Frontiers of Data and Domputing ›› 2022, Vol. 4 ›› Issue (2): 63-73.

doi: 10.11871/jfdc.issn.2096-742X.2022.02.006

• Special Issue: Advanced Intelliget Computing Platform and Application • Previous Articles     Next Articles

Research On Chinese Name Recognition Based on Deep Learning and Coreference Resolution

CHEN Yu(),XUAN Yuhang(),ZHANG Yuzhi*()   

  1. School of Software, Nankai University, Tianjin 300450, China
  • Received:2022-02-13 Online:2022-04-20 Published:2022-04-30
  • Contact: ZHANG Yuzhi E-mail:2320200003@mail.nankai.edu.cn;xyh2575179890@163.com;zyz@nankai.edu.cn;zyz@nankai.edu.cn

Abstract:

[Objective] Named entity recognition is a basic task in the field of natural language processing.
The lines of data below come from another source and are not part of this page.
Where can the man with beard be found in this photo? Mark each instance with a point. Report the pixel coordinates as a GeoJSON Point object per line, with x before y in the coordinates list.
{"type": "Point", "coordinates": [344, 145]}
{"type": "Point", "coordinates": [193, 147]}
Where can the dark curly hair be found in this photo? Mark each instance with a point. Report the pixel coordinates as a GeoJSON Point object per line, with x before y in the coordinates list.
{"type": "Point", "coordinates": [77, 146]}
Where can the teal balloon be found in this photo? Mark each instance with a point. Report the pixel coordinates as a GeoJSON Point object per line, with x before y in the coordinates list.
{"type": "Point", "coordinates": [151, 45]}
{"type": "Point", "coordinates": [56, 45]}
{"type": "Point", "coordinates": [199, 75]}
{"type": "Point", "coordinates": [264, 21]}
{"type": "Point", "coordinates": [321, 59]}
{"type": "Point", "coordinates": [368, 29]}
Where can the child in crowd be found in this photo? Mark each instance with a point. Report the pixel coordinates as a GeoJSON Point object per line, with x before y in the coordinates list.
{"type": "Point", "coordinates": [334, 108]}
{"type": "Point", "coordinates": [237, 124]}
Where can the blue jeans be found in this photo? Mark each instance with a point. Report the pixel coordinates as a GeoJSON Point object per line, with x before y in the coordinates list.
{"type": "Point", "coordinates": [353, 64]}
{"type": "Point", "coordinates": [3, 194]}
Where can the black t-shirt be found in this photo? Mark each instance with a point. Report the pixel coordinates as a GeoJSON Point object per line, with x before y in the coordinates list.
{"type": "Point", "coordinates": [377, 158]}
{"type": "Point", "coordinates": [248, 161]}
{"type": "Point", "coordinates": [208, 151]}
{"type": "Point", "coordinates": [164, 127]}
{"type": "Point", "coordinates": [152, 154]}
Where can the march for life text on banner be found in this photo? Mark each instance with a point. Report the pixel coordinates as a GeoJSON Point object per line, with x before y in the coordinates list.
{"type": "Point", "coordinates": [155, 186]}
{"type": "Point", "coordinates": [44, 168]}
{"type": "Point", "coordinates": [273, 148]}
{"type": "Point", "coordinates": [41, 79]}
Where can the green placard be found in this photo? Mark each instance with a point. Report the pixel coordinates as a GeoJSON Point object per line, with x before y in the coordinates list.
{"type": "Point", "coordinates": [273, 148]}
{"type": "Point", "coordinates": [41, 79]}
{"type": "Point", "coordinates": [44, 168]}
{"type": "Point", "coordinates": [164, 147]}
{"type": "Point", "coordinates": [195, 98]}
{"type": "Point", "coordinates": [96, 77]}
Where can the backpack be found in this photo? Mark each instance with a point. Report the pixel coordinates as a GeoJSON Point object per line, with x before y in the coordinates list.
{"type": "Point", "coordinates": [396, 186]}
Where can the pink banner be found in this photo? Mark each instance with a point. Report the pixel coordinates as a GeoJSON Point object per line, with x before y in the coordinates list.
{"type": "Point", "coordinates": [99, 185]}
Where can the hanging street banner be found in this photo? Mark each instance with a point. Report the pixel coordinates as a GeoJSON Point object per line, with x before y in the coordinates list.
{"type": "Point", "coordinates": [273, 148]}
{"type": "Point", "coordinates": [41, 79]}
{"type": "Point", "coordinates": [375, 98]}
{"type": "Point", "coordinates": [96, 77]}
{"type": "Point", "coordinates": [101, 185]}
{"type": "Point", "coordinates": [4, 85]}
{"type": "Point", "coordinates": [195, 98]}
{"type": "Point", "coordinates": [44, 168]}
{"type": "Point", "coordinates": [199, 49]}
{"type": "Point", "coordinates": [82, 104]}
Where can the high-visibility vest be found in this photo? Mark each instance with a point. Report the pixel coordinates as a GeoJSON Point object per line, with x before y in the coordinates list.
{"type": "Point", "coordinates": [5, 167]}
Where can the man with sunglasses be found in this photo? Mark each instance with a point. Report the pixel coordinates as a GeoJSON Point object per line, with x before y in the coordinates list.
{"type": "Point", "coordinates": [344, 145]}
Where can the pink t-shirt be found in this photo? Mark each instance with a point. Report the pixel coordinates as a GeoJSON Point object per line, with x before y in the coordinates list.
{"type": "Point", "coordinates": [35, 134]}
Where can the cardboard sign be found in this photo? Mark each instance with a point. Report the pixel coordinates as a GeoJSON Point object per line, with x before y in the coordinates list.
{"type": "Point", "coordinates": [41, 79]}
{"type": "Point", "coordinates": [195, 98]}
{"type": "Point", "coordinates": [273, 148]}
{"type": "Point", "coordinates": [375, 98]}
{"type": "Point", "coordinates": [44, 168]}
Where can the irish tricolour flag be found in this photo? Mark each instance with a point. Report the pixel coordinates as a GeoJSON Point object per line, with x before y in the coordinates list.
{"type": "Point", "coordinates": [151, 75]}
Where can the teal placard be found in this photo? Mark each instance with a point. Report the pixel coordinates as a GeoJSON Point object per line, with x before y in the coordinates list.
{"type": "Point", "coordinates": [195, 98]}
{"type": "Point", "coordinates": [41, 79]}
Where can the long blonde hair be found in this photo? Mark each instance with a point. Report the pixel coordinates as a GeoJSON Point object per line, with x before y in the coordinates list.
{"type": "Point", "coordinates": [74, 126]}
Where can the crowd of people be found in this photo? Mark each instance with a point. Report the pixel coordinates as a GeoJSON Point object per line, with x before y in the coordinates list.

Entities include person names, place names, and organization names. Compared with other entities, person names are related to job titles, job changes, and personal pronouns. In the entity recognition of personal names, the incompleteness of the personal name corpus and the unclear personal designation have become difficulties and pain points in processing. Based on this observation, this paper proposes a sequence tagging method that integrates denotation resolution to improve name recognition, which can effectively alleviate the problem of incomplete name corpus in name recognition, and can solve the problems of unclear personal pronouns and high labor consumption. [Methods] Specifically, using job change to enhance data can effectively solve the problem of insufficient labeled data in practical applications. Then, to better learn contextual features, this approach uses the combination of language pre-training model BERT and bidirectional long-term memory network and uses conditional random field modeling to label the relationship of sequences. Finally, for the personal pronouns in the text, a coreference resolution algorithm is added to further improve name recognition. [Results] The experiment results on both public datasets and the datasets proposed in this paper demonstrate the effectiveness of the proposed method.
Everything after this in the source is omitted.